Il faut dire que l’armoire de ce dernier a de quoi faire saliver bons nombres de collectionneurs : des maillots du Brésil, de la France, du Barça, en passant par le Sénégal, Leipzig, la Juve ou encore celui du Club América, son préféré. Et quand on lui demande si ces pièces sont des « vraies », sa réponse est limpide : « Bien sûr que non, je n’ai pas honte de le dire (rires). À part le maillot du Sénégal que j’ai acheté lorsque l’on a remporté la CAN en 2022 (Alassane est d’origine sénégalaise, NLDR), je n’ai aucun vrai maillot. »

Mais Alassane n’est pas le seul à avoir dans son armoire autant de faux maillots. En effet, selon l’Union des Fabricants, ce ne sont pas moins de 15% des 15-24 en Europe qui achètent régulièrement des produits de sport contrefaçon. 

Le grand business des faux maillots

« Ils se foutent de notre gueule »

« Mettre 140 euros dans un maillot, faut vraiment être fou pour faire ça », introduit William, fan du PSG, qui a encore en travers de la gorge le départ de Mbappé. Tout comme Alassane, ce dernier n’achète désormais qu’exclusivement des faux maillots. Et le premier argument est forcément économique, suite à la flambée des prix des vrais maillots jugée dérisoire.

En 2013, un maillot d’un club de Ligue 1 coûtait en moyenne 69 euros, contre 81 euros en 2024. « Juste avant l’Euro, je m’étais chauffé à prendre le maillot extérieur de la France sur le site officiel. Je suis allé sur la boutique et quand j’ai vu le prix, j’ai fermé l’onglet et commandé le faux pour quatre fois moins cher », explique Alassane, avec un rire jaune.
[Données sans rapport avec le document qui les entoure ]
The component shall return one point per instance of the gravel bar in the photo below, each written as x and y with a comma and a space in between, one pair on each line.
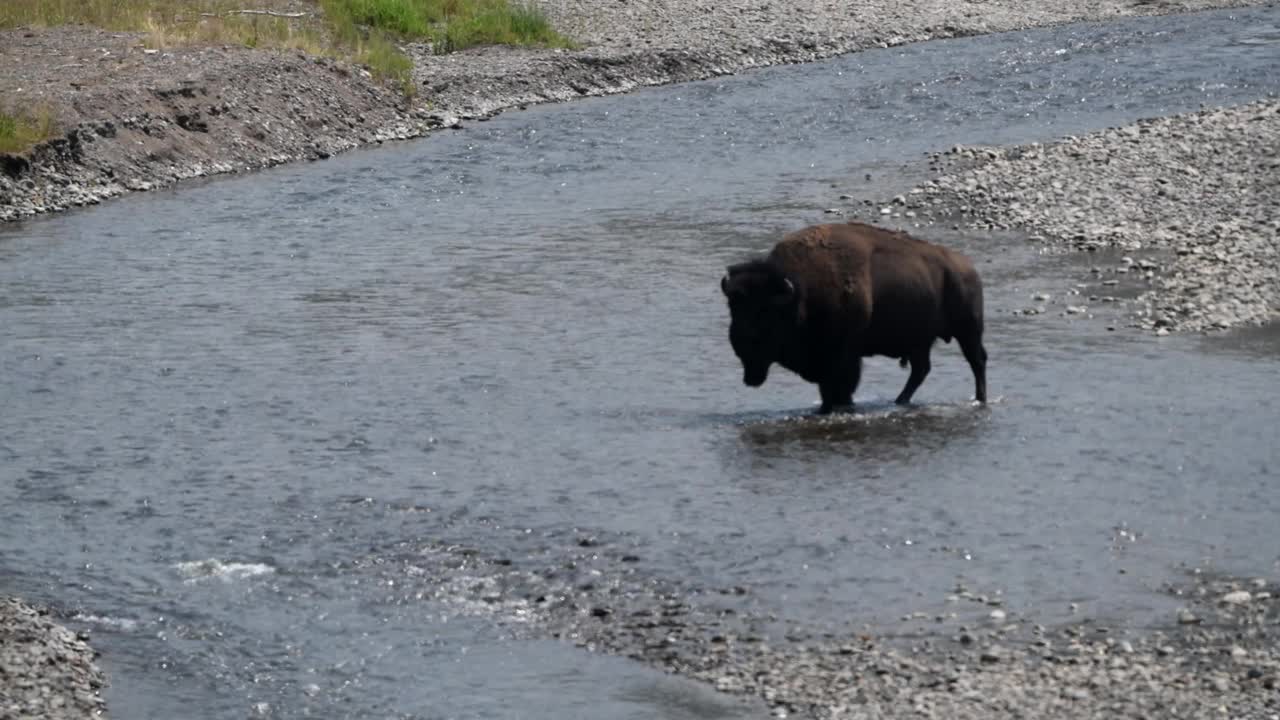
133, 118
46, 671
1197, 195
En effet, pour un maillot de l’Équipe de France sur la boutique officielle de la FFF, vous devez compter 99,99 euros, 121,99 euros avec un flocage. 

À titre comparatif, sur un site de faux maillots, le même maillot avec le même flocage est à 30 euros, frais de livraison inclus. Un argument que conçoit Virgile Caillet – délégué général de Union Sport & Cycle (organisation patronale des entreprises de l’industrie et de l’économie du sport) – mais qui rappelle que « les équipementiers vendent leurs produits à un prix élevé car ils respectent différentes règles liées à la qualité du textile, le respect des conditions de travail, des choses que les producteurs de faux maillots ne respectent pas pour la plupart. » 
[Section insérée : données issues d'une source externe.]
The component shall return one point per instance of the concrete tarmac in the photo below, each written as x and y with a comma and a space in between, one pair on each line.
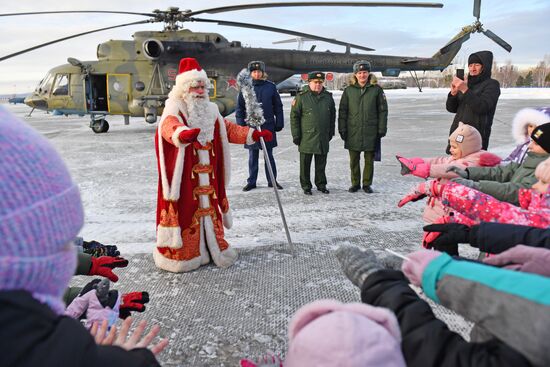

Les équipementiers vendent leurs produits à un prix élevé car ils respectent différentes règles liées à la qualité du textile, le respect des conditions de travail, des choses que les producteurs de faux-maillots ne respectent pas pour la plupart.

Virgile Caillet

« Aujourd’hui, être fan de football, c’est limite devenu un luxe. Entre les abonnements TV, le prix des places au stade, la licence si tu fais du football au club et en plus, tu dois lâcher minimum 100 euros pour le maillot de ton équipe. C’est beaucoup trop, ils se foutent de notre gueule », s’agace William, qui n’hésite désormais plus à remplir sa valise de faux maillots lors de ses voyages, notamment en Thaïlande.
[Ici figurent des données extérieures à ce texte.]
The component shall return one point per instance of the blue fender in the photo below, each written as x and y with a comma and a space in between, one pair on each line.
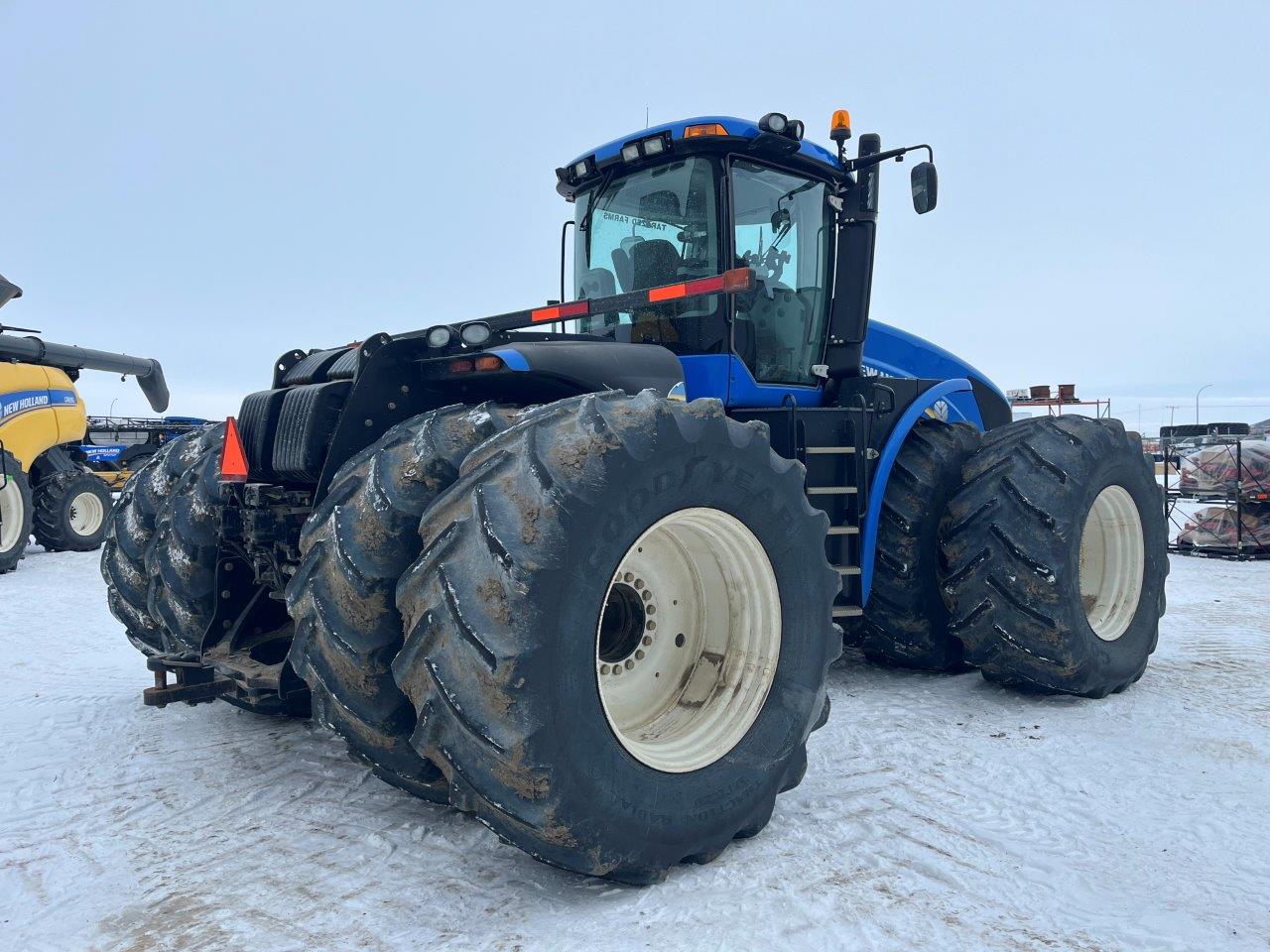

Justement, les voyages. Sur le parvis du stade de la Beaujoire, à quelques minutes de la rencontre des Jeux Olympiques entre l’Égypte et la République dominicaine (0-0), François, Victor et Pierre portent respectivement les maillots du Mexique, du Sénégal et de la Colombie, tous des faux. « On achète principalement nos maillots lors de nos voyages, celui-là du Mexique, je l’ai seulement payé 5 dollars là-bas », avance François. Son ami Pierre ajoute : « Sur les marchés locaux, il y a plein de maillots. On l’achète finalement un peu comme un souvenir. On sait qu’il ne va pas sûrement nous faire longtemps, on n’est pas très exigeant et on cherche que finalement à avoir la couleur du maillot et le logo. »

Le grand business des faux maillots

Des faux maillots de plus en plus qualitatifs et accessibles 

Outre le prix défiant toute concurrence des faux maillots, ce sont surtout la qualité et l’accessibilité de ces produits qui ont fait la différence. « À l’ancienne, quand un pote avait un faux maillot, on le remarquait directement et on en rigolait. Maintenant, c’est vraiment difficile de faire la différence entre un vrai et un faux. Et puis pour se procurer des faux, il fallait se rendre sur des marchés, aller en Espagne ou au bled. Aujourd’hui, tu peux le commander sur Internet », justifie William.

Le constat est partagé pa Alassane : « Avant, c’était un peu la honte d’avoir un faux-maillot, on le remarquait tout de suite. Mais maintenant, je trouve qu’ils sont extrêmement bien faits, je pense que c’est aussi pour ça que les gens achètent beaucoup plus de faux maillots, la qualité est présente. » Et les producteurs de faux maillots qui ont même par moment un temps d’avance sur les équipementiers : « Quand j’étais en Espagne, les faux maillots du Real floqués Mbappé étaient en vente avant les vrais », ajoute Pierre. 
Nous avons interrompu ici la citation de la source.